Thing is, usually, you want to have only one type class for each type in the scope. Additionally, such usage would introduce clumsiness the original solution hasn’t. Therefore the idea of implicits was born. Originally, implicits were introduced as a way of automatically passing type classes where needed basing solely on their type.

object Monoid {
  
  implicit val intMonoid: Monoid[Int] = new Monoid[Int] {
    def empty: Int = 0
    def append(a1: Int, a2: Int): Int = a1 + a2
  }
}

def combineValues[T](
  map: Map[String, List[T]]
)(implicit monoid: Monoid[T]): Map[String, T] =
  map.mapValues(monoid.concat)

combineValues(Map(
  "test1" -> List(1, 2, 3, 4, 5),
  "test2" -> List(6, 7, 8, 9, 0)
))

Here we can notice one interesting thing about type classes and implicits: when you need an implicit of type F[A] compiler will look for it inside companion objects of F and A if no implicit could be found in the current scope. This way, you don’t have to define/import them everywhere if you just want to rely on default.

But passing type classes could be made simpler even further. Since the most common use case is a type class with one parameter, you can declare them as context bounds.

def needMonoid[T](ts: List[T])(implicit monoid: Monoid[T]): T =
  monoid.concat(ts)
// could be written with context bound
def needMonoid[T: Monoid](ts: List[T]): T =
  implicitly[Monoid[T]].concat(ts)
def severalBoundArePossible[T : Bound1 : Bound2]: Unit = {
  implicitly[Bound1[T]]
  implicitly[Bound2[T]]
}

With context bound notation you declare that you need an implicit. It will become available in implicit scope, but it has no name you can use. This is why:

  • it won’t cause unused parameter issue if you just want to force some contract, but not made use of if (e.g. implicit evidence),
  • you can pass it inside a method to another method that requires it,
  • if you want to use it, you need to extract it from implicit scope manually e.g. with implicitly[T].

In type-class-heavy libraries like e.g.
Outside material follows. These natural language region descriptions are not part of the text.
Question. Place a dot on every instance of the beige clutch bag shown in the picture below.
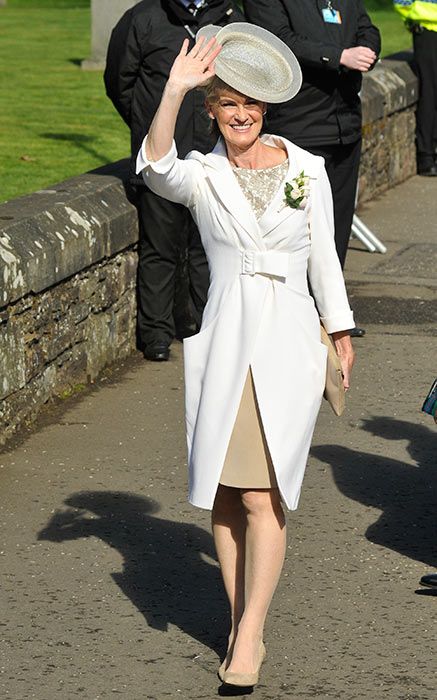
(334, 389)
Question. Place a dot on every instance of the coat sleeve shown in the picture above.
(272, 15)
(169, 177)
(324, 269)
(123, 64)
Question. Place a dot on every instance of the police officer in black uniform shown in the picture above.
(335, 42)
(142, 49)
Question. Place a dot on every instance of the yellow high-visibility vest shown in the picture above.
(423, 12)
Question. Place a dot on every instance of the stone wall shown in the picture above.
(68, 259)
(67, 305)
(389, 97)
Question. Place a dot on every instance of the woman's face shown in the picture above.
(239, 118)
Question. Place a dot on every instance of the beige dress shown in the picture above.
(248, 463)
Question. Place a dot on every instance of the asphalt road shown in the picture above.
(109, 583)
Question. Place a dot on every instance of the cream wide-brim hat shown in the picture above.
(255, 62)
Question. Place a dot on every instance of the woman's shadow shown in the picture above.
(405, 493)
(164, 573)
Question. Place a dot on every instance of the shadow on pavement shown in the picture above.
(406, 494)
(164, 574)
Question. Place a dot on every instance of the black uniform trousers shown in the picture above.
(169, 240)
(342, 162)
(425, 54)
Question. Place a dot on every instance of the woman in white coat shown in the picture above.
(255, 373)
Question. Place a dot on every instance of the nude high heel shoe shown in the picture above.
(243, 680)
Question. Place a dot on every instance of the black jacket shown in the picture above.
(327, 110)
(141, 51)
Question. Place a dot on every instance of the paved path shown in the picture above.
(109, 584)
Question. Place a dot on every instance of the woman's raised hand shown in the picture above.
(193, 68)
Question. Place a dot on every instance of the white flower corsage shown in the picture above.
(296, 191)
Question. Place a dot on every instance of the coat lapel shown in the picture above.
(277, 211)
(228, 191)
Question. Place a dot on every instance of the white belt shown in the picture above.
(269, 262)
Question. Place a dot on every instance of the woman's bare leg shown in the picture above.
(264, 557)
(229, 530)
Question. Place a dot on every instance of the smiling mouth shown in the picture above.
(240, 127)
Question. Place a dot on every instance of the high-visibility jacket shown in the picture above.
(423, 12)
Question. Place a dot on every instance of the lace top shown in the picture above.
(260, 186)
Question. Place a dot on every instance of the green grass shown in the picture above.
(55, 119)
(394, 35)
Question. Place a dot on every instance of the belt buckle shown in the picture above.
(248, 262)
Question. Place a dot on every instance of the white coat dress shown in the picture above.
(259, 312)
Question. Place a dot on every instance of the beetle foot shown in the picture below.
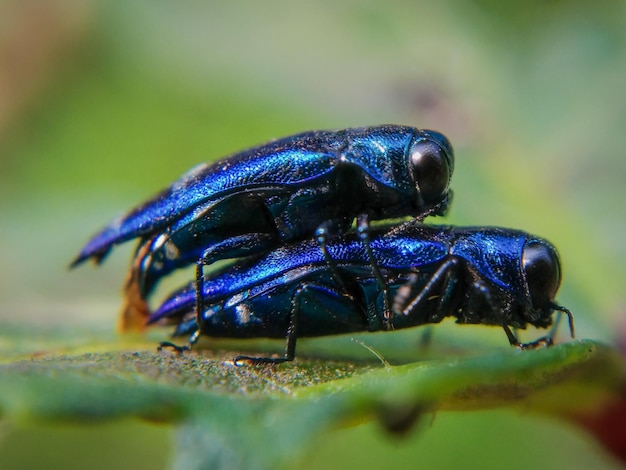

Cats you can see an interesting pattern to avoid using the whole implicitly[Typeclass[T]]:

object Monoid {
  
  def apply[T: Monoid]: Monoid[T] = implicitly[Monoid[T]]
  def append[A: Monoid]:(a1: A, a2: A): A = apply[A].append(a1, a2)
  def concat[A: Monoid](list: List[A]) = apply[A].concat(list)
}

Once you define such helpers inside a companion, you can use them inside a code making the context very clear:

def combineValues[T: Monoid](map: Map[String, List[T]]): Map[String, T] =
  map.mapValues(Monoid.concat[T])

If you’ll ever start working with really FP-heavy libraries like Cats or Scalaz, you’ll notice that concepts everywhere.

Summary

In this post, we learned a bit about the first usage of implicits - type-based dependency injection as well as the biggest reason behind introducing them - the type classes.